In recent years, the Netanyahu government has snarled the long-standing association of liberalism, The New Republic, Democrats, and Israel by ostentatiously courting Republicans and their allies: American white fundamentalist Christians, anti-immigrant activists, and groups opposing race and gender minorities. In the tragic events of the last many months, the interrelated and seemingly insoluble tragedies of murderous terrorist attack, genocidal bombing, and settler aggression have divided liberals—that is, have divided Democrats.
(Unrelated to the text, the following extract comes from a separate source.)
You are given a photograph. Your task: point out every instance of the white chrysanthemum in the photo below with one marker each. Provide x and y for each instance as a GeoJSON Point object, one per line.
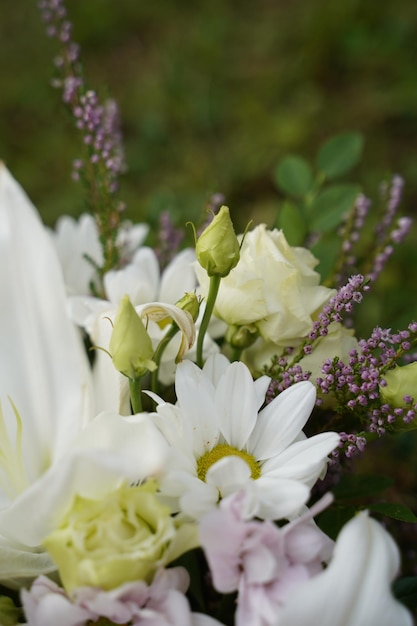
{"type": "Point", "coordinates": [221, 444]}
Some Jewish Democratic politicians have denounced Israel’s prosecution of the war, while others continue to offer unconditional support.
Thinking about—talking about—the intertwined conflicts of the Holocaust, nationalism, religion, government, Zionism, settlers, and two-tiered citizenship would seem to be too hard and complicated a problem for twenty-first-century American liberalism to solve. What liberals can do, what The New Republic can do, however, is to continue to use their lofty educations and journalistic prestige to clarify the issues, even the partisan conflicts, and to suggest remedies.
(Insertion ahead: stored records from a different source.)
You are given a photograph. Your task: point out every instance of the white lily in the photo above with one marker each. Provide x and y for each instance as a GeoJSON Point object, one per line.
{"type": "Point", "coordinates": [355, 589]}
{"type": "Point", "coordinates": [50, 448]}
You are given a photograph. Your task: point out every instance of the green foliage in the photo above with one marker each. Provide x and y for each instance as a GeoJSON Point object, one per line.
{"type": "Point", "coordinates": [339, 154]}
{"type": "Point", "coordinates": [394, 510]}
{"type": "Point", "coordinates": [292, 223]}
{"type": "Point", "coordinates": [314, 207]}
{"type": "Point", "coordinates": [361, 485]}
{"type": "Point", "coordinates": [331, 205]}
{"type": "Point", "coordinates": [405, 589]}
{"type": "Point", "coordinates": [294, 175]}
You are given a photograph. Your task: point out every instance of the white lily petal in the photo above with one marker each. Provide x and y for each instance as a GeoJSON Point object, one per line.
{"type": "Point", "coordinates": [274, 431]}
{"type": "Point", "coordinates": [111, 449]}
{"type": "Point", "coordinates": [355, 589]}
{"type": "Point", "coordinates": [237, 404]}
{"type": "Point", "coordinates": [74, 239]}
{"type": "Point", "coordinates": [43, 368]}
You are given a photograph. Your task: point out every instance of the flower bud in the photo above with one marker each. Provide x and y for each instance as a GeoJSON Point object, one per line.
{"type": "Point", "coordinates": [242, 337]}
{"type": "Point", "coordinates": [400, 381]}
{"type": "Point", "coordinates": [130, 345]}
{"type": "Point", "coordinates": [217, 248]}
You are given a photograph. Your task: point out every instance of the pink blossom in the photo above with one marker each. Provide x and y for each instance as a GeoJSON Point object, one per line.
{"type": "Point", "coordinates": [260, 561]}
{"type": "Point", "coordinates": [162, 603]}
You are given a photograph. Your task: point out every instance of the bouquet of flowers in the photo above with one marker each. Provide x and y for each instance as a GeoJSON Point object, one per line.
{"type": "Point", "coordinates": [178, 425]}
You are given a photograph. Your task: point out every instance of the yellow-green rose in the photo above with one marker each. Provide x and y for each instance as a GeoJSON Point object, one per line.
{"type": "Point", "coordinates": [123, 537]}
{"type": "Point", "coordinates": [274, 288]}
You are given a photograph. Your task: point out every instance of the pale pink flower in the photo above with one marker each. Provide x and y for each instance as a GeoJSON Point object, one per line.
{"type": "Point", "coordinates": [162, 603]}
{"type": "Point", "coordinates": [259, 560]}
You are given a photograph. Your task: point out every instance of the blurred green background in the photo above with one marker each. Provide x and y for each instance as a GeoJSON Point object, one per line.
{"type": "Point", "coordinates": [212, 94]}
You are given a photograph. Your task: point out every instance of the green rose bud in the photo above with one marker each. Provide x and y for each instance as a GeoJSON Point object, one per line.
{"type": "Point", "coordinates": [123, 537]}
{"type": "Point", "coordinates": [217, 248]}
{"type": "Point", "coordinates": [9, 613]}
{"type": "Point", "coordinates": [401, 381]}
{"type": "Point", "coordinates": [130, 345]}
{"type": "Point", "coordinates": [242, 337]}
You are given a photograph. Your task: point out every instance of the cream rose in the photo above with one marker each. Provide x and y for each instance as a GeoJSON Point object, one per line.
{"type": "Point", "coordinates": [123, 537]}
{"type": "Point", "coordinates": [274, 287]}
Thinking about how to solve Israel/Hamas/Palestinians is really, really hard. On the other hand, the great illiberal challenge of our times, Trumpist-Republican authoritarianism, is not at all hard. The remedies in law, voting, and political policies are straightforward. All we need to do is add “universal” to the suffrage plank of the 1912 platform of Theodore Roosevelt’s Progressive Party and rally support. Already in 1912, the need for universal health coverage was obvious. Still, in 2024, when the needs are even more obvious, liberalism knows what needs to be done. The American partisan politics around Israel/Hamas/Palestinians is infinitely hard, but if liberalism remains true to its long-standing values—from 1912, equal suffrage, government in the interest of “the people,” for “social and industrial justice”—it can recommend solutions to even this agonizing crisis.